Par un arrêt du 15 février 2016 (CE n° 374071, SNC Distribution Leader Price), la Haute Juridiction retient une interprétation restrictive du critère de contrariété à l’intention des auteurs d’un texte fiscal, nécessaire à la qualification d’abus de droit. Elle estime, par ailleurs, par des motifs appropriés, que la transformation de la société ne poursuivait pas ici un but exclusivement fiscal.
Par Richard Foissac, avocat associé, et André Loup, avocat counsel, CMS Bureau Francis Lefebvre
La SA Distribution Leader Price, qui avait pour activité l’approvisionnement de produits «discount» des magasins Franprix et Leader Price, s’est transformée, le 30 juin 1998, en société en nom collectif (SNC).

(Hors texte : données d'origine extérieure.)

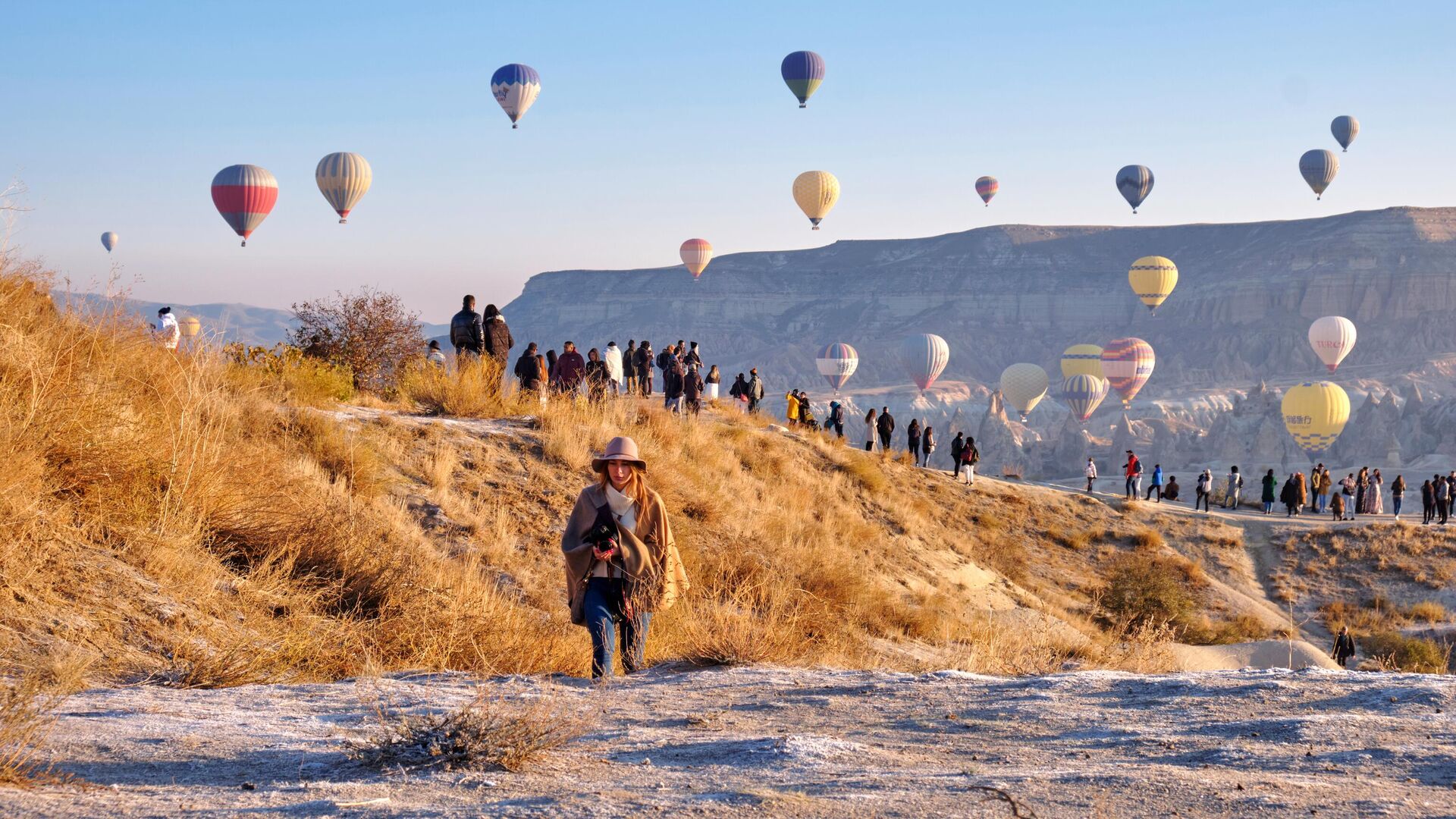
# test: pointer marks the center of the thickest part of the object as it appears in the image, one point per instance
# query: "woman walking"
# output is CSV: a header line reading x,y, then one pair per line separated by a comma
x,y
622,563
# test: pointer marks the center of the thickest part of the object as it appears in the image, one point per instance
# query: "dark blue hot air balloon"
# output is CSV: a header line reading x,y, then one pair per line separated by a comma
x,y
802,72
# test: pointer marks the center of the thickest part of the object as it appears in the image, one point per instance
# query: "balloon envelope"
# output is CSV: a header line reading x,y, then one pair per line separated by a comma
x,y
1345,129
836,363
343,178
816,193
986,188
1315,414
1082,394
1024,387
696,254
1128,365
1152,280
245,196
925,357
1318,168
516,88
1082,359
1134,183
802,72
1332,338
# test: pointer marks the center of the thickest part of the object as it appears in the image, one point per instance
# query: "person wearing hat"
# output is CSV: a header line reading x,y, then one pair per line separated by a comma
x,y
622,564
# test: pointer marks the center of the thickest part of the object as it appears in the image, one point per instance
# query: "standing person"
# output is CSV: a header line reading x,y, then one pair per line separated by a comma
x,y
755,390
466,331
613,359
1155,485
622,561
1267,493
497,337
1231,499
1345,648
1133,471
886,426
711,385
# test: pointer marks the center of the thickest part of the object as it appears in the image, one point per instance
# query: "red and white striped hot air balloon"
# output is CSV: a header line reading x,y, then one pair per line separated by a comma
x,y
696,254
245,196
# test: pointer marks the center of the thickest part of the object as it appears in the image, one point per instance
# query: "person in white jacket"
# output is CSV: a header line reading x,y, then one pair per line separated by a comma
x,y
613,359
168,333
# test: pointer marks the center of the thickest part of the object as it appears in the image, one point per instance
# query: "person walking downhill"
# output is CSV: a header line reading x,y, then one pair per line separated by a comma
x,y
1231,497
1267,494
1345,648
1155,485
622,563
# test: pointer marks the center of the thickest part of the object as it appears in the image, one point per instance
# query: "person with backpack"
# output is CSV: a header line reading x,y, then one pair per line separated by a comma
x,y
466,331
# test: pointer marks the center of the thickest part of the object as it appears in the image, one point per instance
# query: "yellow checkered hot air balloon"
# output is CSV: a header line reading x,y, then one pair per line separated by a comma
x,y
1152,280
816,191
1315,414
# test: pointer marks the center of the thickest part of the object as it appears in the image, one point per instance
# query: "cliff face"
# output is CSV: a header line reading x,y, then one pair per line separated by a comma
x,y
1022,293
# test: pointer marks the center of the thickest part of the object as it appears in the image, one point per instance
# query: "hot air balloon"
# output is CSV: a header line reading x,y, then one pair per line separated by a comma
x,y
1128,365
986,188
1082,360
816,191
1134,183
836,363
1345,129
696,254
1152,280
1315,414
1024,387
343,178
1082,394
1332,338
925,357
245,196
1318,168
802,72
516,88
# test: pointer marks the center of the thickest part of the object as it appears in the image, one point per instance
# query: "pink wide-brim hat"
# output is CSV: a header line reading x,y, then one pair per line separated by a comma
x,y
619,447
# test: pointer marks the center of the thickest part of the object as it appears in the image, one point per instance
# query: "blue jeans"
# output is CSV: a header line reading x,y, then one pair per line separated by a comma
x,y
601,621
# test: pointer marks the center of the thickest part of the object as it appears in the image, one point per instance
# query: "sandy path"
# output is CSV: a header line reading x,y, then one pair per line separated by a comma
x,y
755,741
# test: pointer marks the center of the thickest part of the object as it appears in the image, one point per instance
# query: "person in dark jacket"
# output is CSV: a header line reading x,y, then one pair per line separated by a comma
x,y
497,337
1345,648
466,331
886,426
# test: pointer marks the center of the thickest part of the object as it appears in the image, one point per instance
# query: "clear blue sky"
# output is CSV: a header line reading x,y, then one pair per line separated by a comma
x,y
663,121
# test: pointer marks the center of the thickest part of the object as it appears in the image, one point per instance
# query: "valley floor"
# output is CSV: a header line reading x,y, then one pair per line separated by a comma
x,y
791,742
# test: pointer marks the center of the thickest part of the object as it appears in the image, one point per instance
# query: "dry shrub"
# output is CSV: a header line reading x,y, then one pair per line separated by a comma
x,y
494,730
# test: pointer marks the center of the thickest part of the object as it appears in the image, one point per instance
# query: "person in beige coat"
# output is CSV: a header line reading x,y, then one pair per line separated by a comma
x,y
622,564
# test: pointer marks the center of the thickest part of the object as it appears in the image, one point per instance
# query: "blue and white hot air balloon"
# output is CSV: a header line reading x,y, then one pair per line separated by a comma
x,y
516,88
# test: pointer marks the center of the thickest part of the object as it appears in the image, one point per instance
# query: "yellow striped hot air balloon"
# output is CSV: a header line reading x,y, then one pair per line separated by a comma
x,y
816,193
1082,360
1152,280
343,178
1315,414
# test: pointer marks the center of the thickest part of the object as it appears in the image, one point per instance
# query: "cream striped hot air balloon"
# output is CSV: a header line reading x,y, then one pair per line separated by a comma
x,y
1024,387
696,254
1152,280
343,178
816,193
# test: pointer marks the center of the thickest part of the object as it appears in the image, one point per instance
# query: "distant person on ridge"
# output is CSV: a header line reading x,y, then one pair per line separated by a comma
x,y
466,331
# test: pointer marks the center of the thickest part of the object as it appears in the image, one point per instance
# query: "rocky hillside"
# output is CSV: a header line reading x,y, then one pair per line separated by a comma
x,y
1024,293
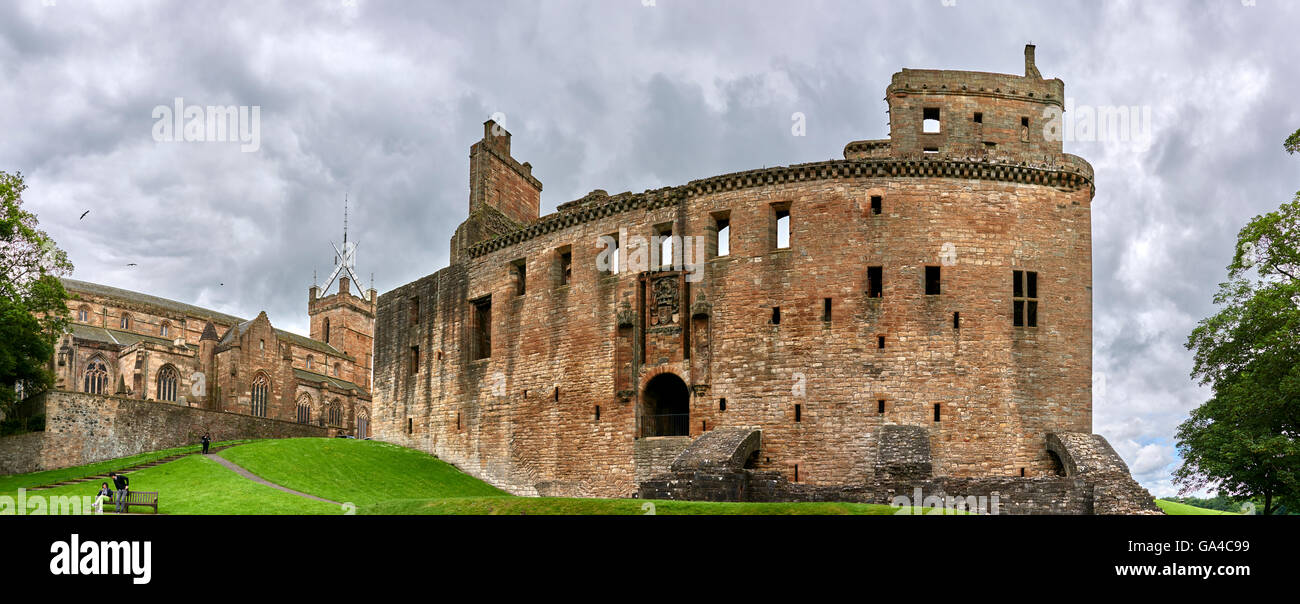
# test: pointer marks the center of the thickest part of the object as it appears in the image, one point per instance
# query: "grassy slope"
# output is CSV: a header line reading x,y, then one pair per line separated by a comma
x,y
13,482
1174,508
384,478
362,472
619,507
199,486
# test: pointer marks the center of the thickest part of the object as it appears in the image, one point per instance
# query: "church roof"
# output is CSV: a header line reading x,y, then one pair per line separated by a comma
x,y
191,311
116,337
317,378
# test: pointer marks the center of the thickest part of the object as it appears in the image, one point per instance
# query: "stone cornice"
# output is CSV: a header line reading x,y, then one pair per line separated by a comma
x,y
1070,174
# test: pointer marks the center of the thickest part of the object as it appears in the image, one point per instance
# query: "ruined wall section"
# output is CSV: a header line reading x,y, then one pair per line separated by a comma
x,y
1000,389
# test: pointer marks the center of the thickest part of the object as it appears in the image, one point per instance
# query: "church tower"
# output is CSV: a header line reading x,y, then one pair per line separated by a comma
x,y
343,320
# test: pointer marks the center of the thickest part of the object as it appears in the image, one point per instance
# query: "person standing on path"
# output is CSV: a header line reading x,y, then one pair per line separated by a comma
x,y
122,483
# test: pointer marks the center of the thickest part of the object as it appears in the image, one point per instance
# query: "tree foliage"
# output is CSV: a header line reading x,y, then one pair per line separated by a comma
x,y
33,302
1246,439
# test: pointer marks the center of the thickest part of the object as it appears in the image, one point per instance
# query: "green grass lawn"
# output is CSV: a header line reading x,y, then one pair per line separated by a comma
x,y
380,478
13,482
362,472
1174,508
615,507
196,485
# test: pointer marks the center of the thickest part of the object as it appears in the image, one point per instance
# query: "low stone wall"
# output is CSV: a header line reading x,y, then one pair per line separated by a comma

Relevant dès lors du régime fiscal des sociétés de personnes prévu à l’article 8 du Code général des impôts (CGI), l’imposition de son bénéfice fiscal constaté au 31 décembre 1998 a été répartie entre ses associés, et notamment à sa société mère Asinco.
Or, cette dernière disposait d’importants déficits fiscaux, provenant de déficits d’ensemble qui lui avaient été transmis lors de la cessation du groupe intégré dont elle était mère, qu’elle a pu ainsi imputer sur sa quote-part dans le bénéfice de la SNC.
1. La transformation de la filiale SA Distribution Leader Price en SNC a permis d’imputer ses bénéfices fiscaux sur les déficits de sa mère
Les titres de la SNC ont ensuite été apportés le 30 juin 1999, avec effet rétroactif au 1er janvier 1999, à une société Leader Price Holding, soit un an après l’apport d’autres filiales d’Asinco à cette société.
L’administration fiscale a remis en cause, sur le fondement de l’abus de droit, la transformation de la société en SNC en considérant que le changement de régime fiscal qui en a résulté, combiné à l’apport «différé» des titres de la SNC à la société Leader Price Holding, ne s’expliquait que par la volonté de compenser les déficits d’Asinco avec sa quote-part dans le bénéfice fiscal de la SNC.
Par un arrêt du 22 octobre 2013 (n° 11VE03449), la cour administrative d’appel de Versailles a rejeté la requête que lui avait soumise la SNC à l’encontre du jugement du tribunal administratif de Cergy-Pontoise du 8 juillet 2011 (n° 0700747) qui avait confirmé l’abus de droit.